Monday, November 26, 2007
Monday, November 12, 2007
Sharon Hayes
stages a set of anachronistic and speculative
actions in an ongoing investigation into the figure of the protester. Once a day, from November 1 to November 9th, 2005, Sharon Hayes stood on the street with a sign at nine different locations throughout New York City. Audience was invited to come and document these actions.
Symbionese Liberation Army (SLA) Screeds #13, 16, 20 & 29
play video
On February 4, 1974, Patty Hearst was kidnapped from her apartment in Berkeley, California by a radical political organization called the Symbionese Liberation Army (SLA). From February to April, 1974, the SLA and Patty Hearst made four audio tapes in which she addresses her parents on the subject of her kidnapping, the SLA's ransom (that the Hearst family feed all the poor people in California) and the family and the FBI's actions during the ordeal. In the last tape, Hearst renames herself Tania and announces that she is joining the SLA in their struggle. From June 2001 to January 2002, Sharon Hayes performed a respeaking of each of the four audio tapes. In each instance, Hayes partially memorized the transcript of the audio tape and spoke the text in front of an audience to whom she gave a transcript of the text. She asked them to correct her when she was wrong and to feed her a line when she needed it.

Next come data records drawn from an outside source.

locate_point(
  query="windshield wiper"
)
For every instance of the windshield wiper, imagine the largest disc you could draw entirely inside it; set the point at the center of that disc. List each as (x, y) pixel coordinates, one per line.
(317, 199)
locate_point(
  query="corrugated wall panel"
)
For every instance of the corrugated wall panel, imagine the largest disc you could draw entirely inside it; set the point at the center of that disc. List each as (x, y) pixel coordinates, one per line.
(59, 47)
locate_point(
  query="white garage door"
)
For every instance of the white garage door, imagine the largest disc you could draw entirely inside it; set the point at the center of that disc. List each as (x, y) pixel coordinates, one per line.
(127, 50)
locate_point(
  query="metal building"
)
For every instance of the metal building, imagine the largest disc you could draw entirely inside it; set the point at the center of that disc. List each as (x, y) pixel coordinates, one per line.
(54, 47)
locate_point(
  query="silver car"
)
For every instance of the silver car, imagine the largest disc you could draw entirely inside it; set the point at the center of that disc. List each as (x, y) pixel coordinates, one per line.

Born in 1970, Sharon Hayes gained her MFA from the Interdisciplinary Studio at UCLA’s Department of Art (2003). Part anthropological fieldworker, part dramaturge, New York based Sharon Hayes’ artistic role is to orchestrate and document collective activity in the public domain. Her video, performance and installation projects have engaged individual and group perceptions of political events and ideologies, employing conceptual and methodological approaches borrowed from artistic and academic practices such as theater, film, anthropology, linguistics, and journalism. Hayes’ work has been shown at P.S. 1 Museum of Contemporary Art, Andrew Kreps Gallery, Parlour Projects, Dance Theater Workshop, and at the New Museum of Contemporary Art. She has also shown in galleries, exhibition or performance spaces in Bogotá, Berlin, Copenhagen, Malmö, Vienna and Zagreb. Hayes was a 1999 MacDowell Colony Fellow; received a New York Foundation for the Arts Fellowship (1999); and she was a participant in the Whitney’s Independent Study Program (1999-2000).